A dull, scratched dome with a heavy ring-seal and reinforced gasket mounts. The thing looked less like a sci-fi marvel and more like something you'd see bolted to a submarine.

"Always wear the mask."

He held up the inner facepiece—matte black, with two stubby filters and a chin strap like a fighter pilot's.

Gordon frowned. "Isn't that what the helmet's for?"

Lark gave him a look.

"Sure. Until you fall. And let's say you fall hard. And let's say, somehow, you don't die on impact. But your helmet poly gets a crack? Just a hairline? It leaks."

Lark snapped the inner mask into the helmet harness with a dull click. It didn't look high-tech. It looked like something cannibalized from a fighter jet—thick rubber, short filter stacks, tight jaw-seal.

"This here," he said, giving the mask a slight tug, "keeps you breathing long enough to tape up."

Gordon nodded.

Lark paused, then added—blunt, almost bored:

"Mask's got the radio in it, too."

That got Gordon's attention.

"So—what, the helmet doesn't—?"

"Nope. Antenna's in the mask. Mic's in the mask. You don't wear it? Can't nobody hear you scream."

Lark handed Gordon what looked like a brick.

No display. No interface. Just a block of matte metal, heavy enough to anchor a tent, with a stubby antenna and a recessed push-button panel on one side.

"Radio."

Gordon turned it over. It was solid—denser than it looked. He could feel the weight of the battery, the shielding. This wasn't a toy. It was a signal grenade.

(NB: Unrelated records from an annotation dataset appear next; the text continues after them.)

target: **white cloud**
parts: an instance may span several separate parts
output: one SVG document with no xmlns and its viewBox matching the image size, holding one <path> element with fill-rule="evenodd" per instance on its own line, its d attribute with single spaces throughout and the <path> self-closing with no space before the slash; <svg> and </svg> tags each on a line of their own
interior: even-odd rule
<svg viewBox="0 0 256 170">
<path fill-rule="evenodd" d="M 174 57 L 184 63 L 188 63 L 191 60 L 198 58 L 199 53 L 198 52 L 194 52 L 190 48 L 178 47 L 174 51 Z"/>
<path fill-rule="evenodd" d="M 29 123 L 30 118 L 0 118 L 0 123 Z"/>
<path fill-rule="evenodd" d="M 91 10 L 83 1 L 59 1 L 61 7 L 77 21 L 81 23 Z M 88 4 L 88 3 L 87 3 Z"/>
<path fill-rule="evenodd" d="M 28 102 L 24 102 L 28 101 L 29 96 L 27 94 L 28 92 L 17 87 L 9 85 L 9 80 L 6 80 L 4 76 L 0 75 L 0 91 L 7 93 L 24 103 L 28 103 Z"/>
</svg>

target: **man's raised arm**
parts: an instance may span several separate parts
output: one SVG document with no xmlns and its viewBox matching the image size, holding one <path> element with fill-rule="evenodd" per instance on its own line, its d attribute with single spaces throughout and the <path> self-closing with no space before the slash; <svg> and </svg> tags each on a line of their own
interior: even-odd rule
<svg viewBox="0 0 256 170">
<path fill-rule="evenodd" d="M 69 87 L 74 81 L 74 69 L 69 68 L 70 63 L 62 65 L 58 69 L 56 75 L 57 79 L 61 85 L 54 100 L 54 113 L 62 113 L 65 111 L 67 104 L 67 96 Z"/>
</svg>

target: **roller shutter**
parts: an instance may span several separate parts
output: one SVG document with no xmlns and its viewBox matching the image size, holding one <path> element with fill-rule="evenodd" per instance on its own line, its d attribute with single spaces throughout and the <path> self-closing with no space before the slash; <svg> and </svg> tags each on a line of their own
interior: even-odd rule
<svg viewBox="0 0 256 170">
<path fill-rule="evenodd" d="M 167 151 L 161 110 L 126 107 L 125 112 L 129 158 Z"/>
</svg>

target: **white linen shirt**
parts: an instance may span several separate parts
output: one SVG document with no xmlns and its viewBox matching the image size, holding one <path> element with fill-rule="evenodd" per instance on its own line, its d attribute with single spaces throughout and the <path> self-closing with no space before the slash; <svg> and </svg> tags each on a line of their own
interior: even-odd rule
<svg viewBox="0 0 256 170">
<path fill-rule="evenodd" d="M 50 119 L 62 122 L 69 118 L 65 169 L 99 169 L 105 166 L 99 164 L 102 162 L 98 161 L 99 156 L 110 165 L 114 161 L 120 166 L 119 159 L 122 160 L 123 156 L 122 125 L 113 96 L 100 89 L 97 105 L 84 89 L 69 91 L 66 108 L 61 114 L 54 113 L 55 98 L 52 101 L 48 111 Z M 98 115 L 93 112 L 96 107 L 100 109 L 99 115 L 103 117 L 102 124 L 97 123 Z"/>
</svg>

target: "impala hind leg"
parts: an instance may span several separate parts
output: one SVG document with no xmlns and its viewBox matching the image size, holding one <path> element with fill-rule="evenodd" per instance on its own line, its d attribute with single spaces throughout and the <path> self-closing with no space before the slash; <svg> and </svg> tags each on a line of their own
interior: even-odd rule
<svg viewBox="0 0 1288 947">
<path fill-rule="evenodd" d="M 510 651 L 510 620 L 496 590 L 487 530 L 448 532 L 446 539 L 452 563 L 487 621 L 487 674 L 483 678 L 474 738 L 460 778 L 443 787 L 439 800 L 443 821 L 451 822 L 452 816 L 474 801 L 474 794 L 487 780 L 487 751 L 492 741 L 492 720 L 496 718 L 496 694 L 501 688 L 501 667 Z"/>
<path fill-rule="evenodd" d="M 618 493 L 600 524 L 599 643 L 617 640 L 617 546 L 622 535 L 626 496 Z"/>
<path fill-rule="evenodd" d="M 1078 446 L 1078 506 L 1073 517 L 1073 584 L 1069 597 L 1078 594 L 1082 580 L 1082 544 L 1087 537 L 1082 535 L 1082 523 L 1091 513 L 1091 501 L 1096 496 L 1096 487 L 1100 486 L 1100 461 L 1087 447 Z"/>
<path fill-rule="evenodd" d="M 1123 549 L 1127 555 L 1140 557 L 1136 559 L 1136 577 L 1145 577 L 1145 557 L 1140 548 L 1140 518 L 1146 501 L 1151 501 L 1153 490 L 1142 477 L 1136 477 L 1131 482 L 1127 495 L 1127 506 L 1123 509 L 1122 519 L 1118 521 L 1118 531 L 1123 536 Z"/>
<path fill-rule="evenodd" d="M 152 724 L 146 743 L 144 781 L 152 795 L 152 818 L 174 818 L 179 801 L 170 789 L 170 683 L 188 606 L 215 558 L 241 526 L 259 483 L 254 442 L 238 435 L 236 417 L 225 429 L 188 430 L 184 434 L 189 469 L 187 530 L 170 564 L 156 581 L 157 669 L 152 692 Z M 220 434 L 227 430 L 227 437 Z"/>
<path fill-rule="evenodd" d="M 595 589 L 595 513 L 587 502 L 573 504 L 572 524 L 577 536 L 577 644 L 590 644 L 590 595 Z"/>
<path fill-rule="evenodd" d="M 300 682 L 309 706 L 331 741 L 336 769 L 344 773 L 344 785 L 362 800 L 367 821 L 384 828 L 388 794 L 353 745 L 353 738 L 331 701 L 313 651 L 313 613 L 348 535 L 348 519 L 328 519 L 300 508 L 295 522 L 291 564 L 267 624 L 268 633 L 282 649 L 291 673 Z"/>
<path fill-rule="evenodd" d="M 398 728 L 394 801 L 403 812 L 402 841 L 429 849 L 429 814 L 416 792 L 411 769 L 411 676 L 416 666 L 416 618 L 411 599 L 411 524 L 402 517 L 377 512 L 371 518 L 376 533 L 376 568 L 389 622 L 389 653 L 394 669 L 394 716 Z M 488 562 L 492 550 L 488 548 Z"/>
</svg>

Lark tapped the top of it.

"Punches right through the regolith," he said. "Which tells you how strong it is. Only way to call for help if there's a collapse or a landslide. Don't count on suit comms—those are for line of sight and q-link. And wifi."

Gordon looked up. "This goes where?"

"On you," Lark said. "Not your belt. Not the cart. Not your damn lunch bag. On you. If they have to dig, this is what they'll be pinging for."

He said it flatly.

"Keep it charged. Keep it close. Keep it quiet unless you're bleeding or buried."

Gordon nodded, slowly.

He clipped the radio to his harness. The D-ring had a matching bronze carabiner on the other side from his CO2 tank.

It didn't make him feel safe, but it did balance the weight nicely.

Lark handed him a final item—a small vacuum pouch, heat-sealed and unmarked.

"Rations. Just in case."

Gordon peeled it open.

Inside were crackers.

Not bars. Not paste. Just. . .crackers. Round, golden, with whole seeds baked in—sunflower, flax, maybe pumpkin. They looked like something from a health food store. Or an expensive picnic.

He blinked. "These are. . .kind of nice?"

Lark shrugged.

"Keeps well. Oils are good for your skin. Fiber keeps your gut talking. And if it ever comes to it—"

He paused, just long enough.

"They'll keep body and soul together for just that little bit longer."

Then he turned back to his tools, already done with him.